Towards Holistic Disease Risk Prediction using Small Language Models

Liv Björkdahl,Oskar Pauli,Johan Östman,Chiara Ceccobello,Sara Lundell,Magnus Kjellberg
2024-08-13
Abstract:Data in the healthcare domain arise from a variety of sources and modalities, such as x-ray images, continuous measurements, and clinical notes. Medical practitioners integrate these diverse data types daily to make informed and accurate decisions. With recent advancements in language models capable of handling multimodal data, it is a logical progression to apply these models to the healthcare sector. In this work, we introduce a framework that connects small language models to multiple data sources, aiming to predict the risk of various diseases simultaneously. Our experiments encompass 12 different tasks within a multitask learning setup. Although our approach does not surpass state-of-the-art methods specialized for single tasks, it demonstrates competitive performance and underscores the potential of small language models for multimodal reasoning in healthcare.
Machine Learning
What problem does this paper attempt to address?

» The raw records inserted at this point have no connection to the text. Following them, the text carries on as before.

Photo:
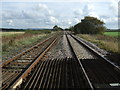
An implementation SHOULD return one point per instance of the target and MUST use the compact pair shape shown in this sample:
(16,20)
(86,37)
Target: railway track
(17,66)
(101,72)
(91,73)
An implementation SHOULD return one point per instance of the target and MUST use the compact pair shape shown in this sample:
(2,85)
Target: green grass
(11,33)
(108,43)
(112,33)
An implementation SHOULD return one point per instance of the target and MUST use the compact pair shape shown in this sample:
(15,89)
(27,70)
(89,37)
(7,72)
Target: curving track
(15,67)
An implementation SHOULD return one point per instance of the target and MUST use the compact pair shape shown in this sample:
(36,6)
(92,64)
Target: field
(17,41)
(115,34)
(10,33)
(107,42)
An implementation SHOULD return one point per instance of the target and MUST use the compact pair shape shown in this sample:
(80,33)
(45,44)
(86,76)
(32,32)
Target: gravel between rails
(80,51)
(60,50)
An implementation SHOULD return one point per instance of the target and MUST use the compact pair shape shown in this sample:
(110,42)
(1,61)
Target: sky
(64,13)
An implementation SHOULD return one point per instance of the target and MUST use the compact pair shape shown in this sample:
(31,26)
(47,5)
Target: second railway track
(85,69)
(16,66)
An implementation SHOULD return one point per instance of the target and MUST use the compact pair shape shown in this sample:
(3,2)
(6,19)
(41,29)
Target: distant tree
(90,25)
(56,28)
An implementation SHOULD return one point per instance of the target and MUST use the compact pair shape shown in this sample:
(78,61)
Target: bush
(37,31)
(90,25)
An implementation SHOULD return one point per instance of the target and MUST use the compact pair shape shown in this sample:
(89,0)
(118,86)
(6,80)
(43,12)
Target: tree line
(88,25)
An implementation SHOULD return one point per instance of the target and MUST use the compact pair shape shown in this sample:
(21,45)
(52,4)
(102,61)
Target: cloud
(39,15)
(53,19)
(10,22)
(113,6)
(78,12)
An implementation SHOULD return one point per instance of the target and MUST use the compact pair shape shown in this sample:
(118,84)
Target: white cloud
(78,12)
(113,6)
(53,19)
(10,22)
(77,20)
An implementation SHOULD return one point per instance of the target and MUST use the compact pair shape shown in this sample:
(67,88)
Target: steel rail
(25,74)
(95,52)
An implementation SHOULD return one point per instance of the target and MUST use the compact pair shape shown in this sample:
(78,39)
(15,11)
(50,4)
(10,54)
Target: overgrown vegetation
(89,25)
(115,34)
(56,28)
(14,41)
(110,44)
(37,31)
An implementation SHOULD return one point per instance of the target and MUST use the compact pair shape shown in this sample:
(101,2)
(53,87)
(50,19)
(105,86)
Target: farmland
(16,41)
(115,34)
(107,42)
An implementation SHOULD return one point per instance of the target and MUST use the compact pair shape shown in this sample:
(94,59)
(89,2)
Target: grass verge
(108,43)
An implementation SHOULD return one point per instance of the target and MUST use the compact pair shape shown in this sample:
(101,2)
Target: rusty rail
(23,76)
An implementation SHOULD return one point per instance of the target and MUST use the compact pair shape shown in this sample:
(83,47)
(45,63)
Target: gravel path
(60,50)
(80,51)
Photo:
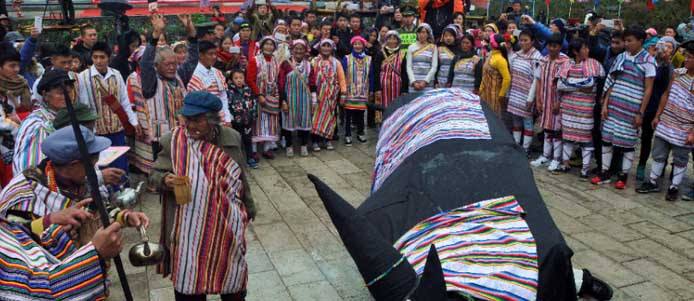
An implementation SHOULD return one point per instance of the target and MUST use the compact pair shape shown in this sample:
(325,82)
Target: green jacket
(229,139)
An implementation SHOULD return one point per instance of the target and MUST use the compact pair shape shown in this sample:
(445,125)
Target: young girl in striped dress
(629,84)
(295,97)
(359,76)
(391,64)
(674,130)
(521,95)
(466,69)
(422,60)
(327,84)
(262,78)
(448,49)
(577,83)
(547,103)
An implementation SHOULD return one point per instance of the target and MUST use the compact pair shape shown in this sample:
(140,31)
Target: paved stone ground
(642,245)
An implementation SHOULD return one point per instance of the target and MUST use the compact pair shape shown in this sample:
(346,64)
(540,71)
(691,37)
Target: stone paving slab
(640,244)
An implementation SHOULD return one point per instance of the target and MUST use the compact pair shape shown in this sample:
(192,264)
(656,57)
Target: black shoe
(672,194)
(648,187)
(594,287)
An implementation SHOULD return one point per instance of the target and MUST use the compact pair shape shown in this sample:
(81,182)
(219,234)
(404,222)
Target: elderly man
(46,203)
(212,244)
(34,197)
(161,97)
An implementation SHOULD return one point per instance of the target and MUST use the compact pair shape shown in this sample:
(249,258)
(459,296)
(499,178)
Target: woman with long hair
(496,79)
(521,95)
(466,68)
(422,60)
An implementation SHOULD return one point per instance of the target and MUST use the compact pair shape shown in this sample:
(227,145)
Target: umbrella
(469,157)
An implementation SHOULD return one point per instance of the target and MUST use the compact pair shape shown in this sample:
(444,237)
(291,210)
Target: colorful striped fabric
(548,95)
(357,75)
(27,149)
(440,114)
(208,241)
(26,195)
(28,272)
(156,115)
(464,73)
(324,117)
(298,117)
(486,250)
(523,66)
(677,119)
(577,106)
(391,79)
(445,60)
(626,81)
(267,124)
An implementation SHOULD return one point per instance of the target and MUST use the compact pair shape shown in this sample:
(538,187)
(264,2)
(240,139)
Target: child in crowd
(244,111)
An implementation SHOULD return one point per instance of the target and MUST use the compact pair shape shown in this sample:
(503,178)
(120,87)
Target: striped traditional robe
(267,124)
(422,64)
(209,245)
(157,115)
(445,61)
(548,95)
(324,117)
(677,119)
(357,76)
(523,66)
(577,106)
(298,97)
(486,250)
(51,269)
(626,79)
(435,115)
(33,130)
(464,73)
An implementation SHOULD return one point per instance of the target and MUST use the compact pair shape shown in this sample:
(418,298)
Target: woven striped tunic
(547,93)
(298,95)
(422,64)
(523,66)
(329,80)
(357,76)
(464,73)
(50,269)
(486,250)
(208,240)
(677,119)
(445,60)
(267,124)
(626,79)
(577,106)
(32,131)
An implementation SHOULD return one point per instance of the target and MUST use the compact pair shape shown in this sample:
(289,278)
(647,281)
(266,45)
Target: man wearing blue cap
(35,196)
(204,158)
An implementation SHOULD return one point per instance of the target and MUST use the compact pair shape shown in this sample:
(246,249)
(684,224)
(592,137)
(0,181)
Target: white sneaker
(542,160)
(554,165)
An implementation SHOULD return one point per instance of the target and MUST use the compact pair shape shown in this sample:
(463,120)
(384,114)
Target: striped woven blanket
(486,250)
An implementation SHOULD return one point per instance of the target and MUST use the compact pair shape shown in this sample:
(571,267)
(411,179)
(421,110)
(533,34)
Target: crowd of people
(199,111)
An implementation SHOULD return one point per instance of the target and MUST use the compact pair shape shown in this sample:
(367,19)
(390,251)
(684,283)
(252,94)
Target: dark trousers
(647,132)
(228,297)
(357,117)
(245,131)
(302,135)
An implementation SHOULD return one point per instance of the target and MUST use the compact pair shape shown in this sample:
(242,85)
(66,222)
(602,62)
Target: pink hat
(359,39)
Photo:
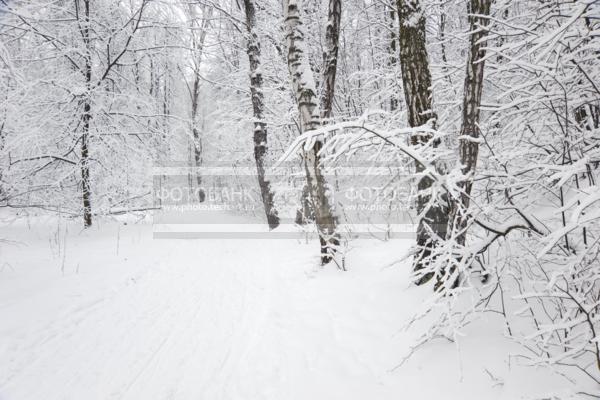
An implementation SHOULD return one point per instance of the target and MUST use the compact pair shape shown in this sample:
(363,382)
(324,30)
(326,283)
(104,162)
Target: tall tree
(258,106)
(478,15)
(199,29)
(304,88)
(332,40)
(416,81)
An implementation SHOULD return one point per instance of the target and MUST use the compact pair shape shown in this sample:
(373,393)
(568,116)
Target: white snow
(111,313)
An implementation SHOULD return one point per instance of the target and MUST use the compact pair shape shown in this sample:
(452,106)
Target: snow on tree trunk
(478,12)
(86,117)
(332,39)
(304,89)
(260,126)
(416,81)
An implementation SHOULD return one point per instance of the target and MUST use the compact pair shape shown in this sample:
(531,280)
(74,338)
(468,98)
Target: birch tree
(305,92)
(258,105)
(416,79)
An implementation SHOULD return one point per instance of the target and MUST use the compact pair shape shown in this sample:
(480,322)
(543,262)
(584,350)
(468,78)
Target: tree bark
(416,80)
(478,10)
(86,116)
(258,105)
(304,88)
(332,40)
(198,44)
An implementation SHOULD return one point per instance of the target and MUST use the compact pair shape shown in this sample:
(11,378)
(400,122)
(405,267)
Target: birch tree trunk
(84,28)
(304,88)
(198,39)
(478,11)
(332,40)
(416,81)
(260,126)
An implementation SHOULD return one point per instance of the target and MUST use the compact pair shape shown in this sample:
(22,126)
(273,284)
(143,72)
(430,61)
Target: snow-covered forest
(299,199)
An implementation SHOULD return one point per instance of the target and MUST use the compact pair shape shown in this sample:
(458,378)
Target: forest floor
(111,313)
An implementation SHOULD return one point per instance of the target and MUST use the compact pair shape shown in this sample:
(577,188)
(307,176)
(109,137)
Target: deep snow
(111,313)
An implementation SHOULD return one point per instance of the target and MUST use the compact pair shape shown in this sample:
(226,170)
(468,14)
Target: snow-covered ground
(111,313)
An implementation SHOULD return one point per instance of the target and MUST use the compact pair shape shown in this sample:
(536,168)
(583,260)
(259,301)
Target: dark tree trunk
(260,127)
(416,80)
(393,56)
(332,40)
(478,10)
(198,43)
(303,84)
(86,118)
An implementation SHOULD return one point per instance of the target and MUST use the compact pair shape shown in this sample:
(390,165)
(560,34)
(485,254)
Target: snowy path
(134,318)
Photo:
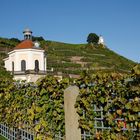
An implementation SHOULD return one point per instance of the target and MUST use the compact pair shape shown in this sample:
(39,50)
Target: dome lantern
(27,34)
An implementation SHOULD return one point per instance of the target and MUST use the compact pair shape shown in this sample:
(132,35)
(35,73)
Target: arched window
(23,65)
(36,65)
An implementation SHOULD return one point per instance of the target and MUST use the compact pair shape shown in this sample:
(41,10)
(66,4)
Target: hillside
(74,58)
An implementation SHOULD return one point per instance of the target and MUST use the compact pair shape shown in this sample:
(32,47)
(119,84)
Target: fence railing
(15,133)
(99,124)
(21,134)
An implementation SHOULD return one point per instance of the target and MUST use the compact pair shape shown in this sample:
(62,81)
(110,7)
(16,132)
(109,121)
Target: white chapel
(27,61)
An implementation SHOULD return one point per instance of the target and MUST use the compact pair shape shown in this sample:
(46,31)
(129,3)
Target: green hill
(74,58)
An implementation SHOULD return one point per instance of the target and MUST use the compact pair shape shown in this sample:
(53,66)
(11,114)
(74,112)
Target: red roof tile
(26,44)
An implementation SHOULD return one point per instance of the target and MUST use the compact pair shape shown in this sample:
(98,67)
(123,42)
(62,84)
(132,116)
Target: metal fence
(99,124)
(21,134)
(14,133)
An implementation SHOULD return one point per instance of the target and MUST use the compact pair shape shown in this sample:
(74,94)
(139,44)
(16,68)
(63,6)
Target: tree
(93,38)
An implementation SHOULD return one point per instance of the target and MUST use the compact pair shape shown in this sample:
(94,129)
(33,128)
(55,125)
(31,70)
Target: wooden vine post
(71,117)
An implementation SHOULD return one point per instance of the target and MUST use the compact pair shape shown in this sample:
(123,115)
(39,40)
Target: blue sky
(70,21)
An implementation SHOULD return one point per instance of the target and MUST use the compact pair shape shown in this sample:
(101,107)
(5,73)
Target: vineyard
(39,107)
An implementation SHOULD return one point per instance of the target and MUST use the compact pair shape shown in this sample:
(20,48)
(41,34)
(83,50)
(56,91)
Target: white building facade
(27,61)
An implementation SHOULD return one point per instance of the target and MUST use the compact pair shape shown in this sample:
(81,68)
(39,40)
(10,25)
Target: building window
(36,65)
(23,65)
(13,67)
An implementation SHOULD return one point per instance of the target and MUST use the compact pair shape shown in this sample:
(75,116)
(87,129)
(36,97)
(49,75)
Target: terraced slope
(73,58)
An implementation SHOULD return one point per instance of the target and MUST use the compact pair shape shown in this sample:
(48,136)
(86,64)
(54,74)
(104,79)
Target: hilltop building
(101,40)
(27,61)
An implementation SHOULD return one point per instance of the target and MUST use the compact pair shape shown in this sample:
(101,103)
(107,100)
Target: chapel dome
(26,44)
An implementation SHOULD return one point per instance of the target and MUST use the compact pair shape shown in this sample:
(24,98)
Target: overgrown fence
(59,112)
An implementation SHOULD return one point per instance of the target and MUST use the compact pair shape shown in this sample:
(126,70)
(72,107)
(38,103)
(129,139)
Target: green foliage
(2,138)
(39,106)
(119,95)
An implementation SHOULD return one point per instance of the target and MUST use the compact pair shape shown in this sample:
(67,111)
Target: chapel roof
(26,44)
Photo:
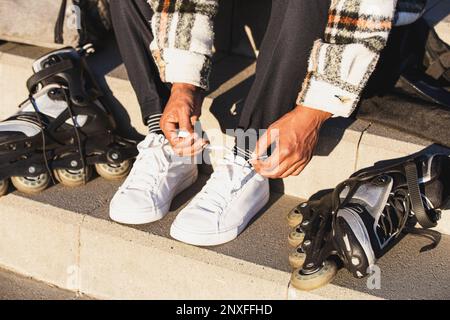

The paper aims to address the following issues: 1. **Multimodal Disease Risk Prediction**: A framework is proposed that utilizes Small Language Models (SLMs) to handle various data sources (such as time series data, text, and image data) to simultaneously predict the risk of multiple diseases. This approach can process different modalities of data and is designed to address the class imbalance problem in medical data. 2. **Multi-task Learning**: Learning multiple tasks through a single model, including length of hospital stay prediction, 48-hour mortality prediction, and 10 diagnostic tasks related to chest pathologies (fracture, lung lesion, cardiomediastinal enlargement, consolidation, pneumonia, atelectasis, lung opacity, pneumothorax, edema, and pericardial effusion). 3. **Model Generalization Ability**: Demonstrating how a unified model can exhibit good generalization ability across different modalities, data sources, and tasks. Compared to models specifically trained for single tasks, this approach has certain advantages. 4. **Model Scalability**: Providing a scalable method that can handle data of any modality, and the code has been open-sourced to facilitate reproduction and improvement by other researchers. The main contribution of the paper is to demonstrate how Small Language Models (such as Gemma-2B and Phi-3-mini-4k) can be used for multimodal input processing and to predict multiple health-related tasks within a unified framework. Although this method does not surpass the state-of-the-art single-task models in some tasks, its performance is competitive and showcases the potential of Small Language Models in the medical field.